Changing interpretive culture to prevent backsliding
Had its framers and interpreters viewed the 14th Amendment as locking in “not so much a particular view of social versus political versus civil rights, but just the basic proposition that they were enacting this amendment to liberate people,” Young maintains the backsliding that occurred would have likely been harder. That doesn’t mean, however, that he rejects evolution in constitutional meaning.
“My point is simply that there is no necessary connection between living constitutionalism and moral progress,” he writes. “But I do suggest that we will get better results out of living constitutionalism if we spend more time worrying about the downside risks.
“If we let the movement of history into interpretation — as opposed to history’s state at an originalist snapshot in time — then we let in the contingency that comes with it. What I am suggesting is that constitutional culture may be more important than constitutional method when it comes to hanging on to constitutional values. I think we need to change the culture of living constitutionalism if we are going to prevent future tragedies, like the dying constitutionalism of the Fourteenth Amendment’s lost years.”

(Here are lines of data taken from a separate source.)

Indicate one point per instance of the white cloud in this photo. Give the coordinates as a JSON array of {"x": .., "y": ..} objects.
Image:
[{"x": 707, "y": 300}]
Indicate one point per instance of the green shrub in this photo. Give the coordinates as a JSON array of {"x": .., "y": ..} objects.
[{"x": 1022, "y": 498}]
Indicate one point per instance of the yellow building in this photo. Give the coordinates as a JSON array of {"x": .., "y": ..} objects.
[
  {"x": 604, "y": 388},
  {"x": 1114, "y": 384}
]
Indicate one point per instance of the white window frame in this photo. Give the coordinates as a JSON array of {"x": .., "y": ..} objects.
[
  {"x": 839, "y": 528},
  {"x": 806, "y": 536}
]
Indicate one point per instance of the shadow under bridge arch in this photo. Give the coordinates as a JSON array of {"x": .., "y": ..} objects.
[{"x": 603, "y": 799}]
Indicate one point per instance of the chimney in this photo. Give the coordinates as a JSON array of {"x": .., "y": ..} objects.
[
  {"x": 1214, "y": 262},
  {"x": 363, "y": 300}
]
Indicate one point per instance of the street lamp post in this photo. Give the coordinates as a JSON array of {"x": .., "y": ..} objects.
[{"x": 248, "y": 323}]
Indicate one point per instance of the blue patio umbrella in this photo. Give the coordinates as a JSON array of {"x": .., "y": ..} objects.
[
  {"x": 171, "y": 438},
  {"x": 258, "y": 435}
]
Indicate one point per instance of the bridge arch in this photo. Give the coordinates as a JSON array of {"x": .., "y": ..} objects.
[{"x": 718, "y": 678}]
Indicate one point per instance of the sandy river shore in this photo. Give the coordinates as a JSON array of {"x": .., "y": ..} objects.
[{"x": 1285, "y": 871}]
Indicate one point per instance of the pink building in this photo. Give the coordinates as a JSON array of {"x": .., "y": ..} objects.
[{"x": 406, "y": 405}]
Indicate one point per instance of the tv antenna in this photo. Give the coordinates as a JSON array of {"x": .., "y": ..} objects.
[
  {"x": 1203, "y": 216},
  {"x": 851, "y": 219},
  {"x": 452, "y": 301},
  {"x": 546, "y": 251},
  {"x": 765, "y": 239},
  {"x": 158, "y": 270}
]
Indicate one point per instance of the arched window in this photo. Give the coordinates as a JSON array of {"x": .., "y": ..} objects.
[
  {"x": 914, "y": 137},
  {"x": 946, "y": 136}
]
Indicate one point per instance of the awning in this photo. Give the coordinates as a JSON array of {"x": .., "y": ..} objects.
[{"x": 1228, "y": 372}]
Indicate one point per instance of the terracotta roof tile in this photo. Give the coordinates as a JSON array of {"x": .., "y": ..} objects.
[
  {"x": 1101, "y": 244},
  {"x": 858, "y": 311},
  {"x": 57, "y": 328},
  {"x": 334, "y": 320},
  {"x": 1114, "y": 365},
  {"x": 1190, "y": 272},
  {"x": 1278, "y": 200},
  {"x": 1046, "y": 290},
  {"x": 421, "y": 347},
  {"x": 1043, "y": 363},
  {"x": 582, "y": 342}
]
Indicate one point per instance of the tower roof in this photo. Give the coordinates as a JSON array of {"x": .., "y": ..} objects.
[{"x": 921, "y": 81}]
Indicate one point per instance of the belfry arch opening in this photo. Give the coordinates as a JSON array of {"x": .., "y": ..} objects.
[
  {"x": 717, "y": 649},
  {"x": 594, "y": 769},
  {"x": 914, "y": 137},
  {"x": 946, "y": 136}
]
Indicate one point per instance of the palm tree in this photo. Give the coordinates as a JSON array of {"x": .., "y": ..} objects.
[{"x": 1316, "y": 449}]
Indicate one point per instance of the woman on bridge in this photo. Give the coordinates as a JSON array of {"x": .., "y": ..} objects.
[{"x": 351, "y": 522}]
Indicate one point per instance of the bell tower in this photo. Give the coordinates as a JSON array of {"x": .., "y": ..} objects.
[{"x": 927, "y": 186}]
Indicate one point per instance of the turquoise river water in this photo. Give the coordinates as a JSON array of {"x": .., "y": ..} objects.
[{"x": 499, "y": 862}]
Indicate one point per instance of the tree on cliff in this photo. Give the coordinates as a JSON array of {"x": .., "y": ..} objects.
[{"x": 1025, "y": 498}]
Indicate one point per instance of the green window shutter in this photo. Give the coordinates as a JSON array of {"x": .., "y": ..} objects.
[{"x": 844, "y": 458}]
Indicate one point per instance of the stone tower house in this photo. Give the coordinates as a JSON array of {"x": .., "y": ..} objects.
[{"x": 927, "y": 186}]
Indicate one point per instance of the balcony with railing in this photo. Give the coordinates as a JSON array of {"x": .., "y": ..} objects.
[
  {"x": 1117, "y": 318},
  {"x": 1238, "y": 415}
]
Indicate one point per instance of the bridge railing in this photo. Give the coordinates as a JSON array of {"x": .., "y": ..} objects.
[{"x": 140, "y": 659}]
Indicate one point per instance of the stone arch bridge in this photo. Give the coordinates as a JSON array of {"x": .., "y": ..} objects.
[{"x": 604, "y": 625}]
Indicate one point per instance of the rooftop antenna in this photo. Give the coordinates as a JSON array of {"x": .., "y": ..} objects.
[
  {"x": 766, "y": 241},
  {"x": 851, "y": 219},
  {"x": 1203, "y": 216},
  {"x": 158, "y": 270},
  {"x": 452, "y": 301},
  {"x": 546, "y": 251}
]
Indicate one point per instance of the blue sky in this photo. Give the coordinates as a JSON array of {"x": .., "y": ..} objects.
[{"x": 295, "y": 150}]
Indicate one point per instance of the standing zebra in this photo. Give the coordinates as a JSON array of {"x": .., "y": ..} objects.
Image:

The cultural change Young proposes involves making living constitutionalism “a little less lively” by tying changes in constitutional meaning to “very sustained trends over time.” It’s an approach that has held an “almost dispositional” appeal for him since taking a deep dive into the political theory of Edmund Burke, first as an undergraduate and later as a law student; his third-year capstone paper at Harvard Law, “Rediscovering Conservativism: Burkean Political Theory and Constitutional Interpretation,” (72 North Carolina Law Review 619-724 (1994)) became his first published scholarly work.
“My paper argued that a lot of the thought dominating legal conservativism in this country — originalism and bright-line rules over flexible standards — actually wasn’t particularly conservative from a Burkean standpoint,” said Young. He plans to develop ideas from that piece, along with “Dying Constitutionalism” and other works on interpretive theory, in a forthcoming book. Burke, he said, articulated a “positional conservativism” that promoted slow, incremental, yet constant reform over radical change.
Although it can seem tempting to broaden the scope of the sources of constitutional meaning to make room for the Constitution over time, Young said that he learned from Burke “that things don’t always get better. Sometimes they get worse.
“Society is really complex and really fragile, and the gains we have are hard won. If you start allowing for change you can go backwards as well as forwards.”
The “stiff-necked” constitutionalism Young proposes might lack “the exciting potential for surprising and inspiring moral growth,” he concluded in “Dying Constitutionalism.” “But a stiffer, creakier, even grumpier constitutionalism might also make it harder to go from ratification of a Fourteenth Amendment committed to black equality to the Civil Rights Cases in 15 years, or from a Fifteenth Amendment committed to black suffrage to the abandonment of black voters to murderous white supremacist mobs in just five.”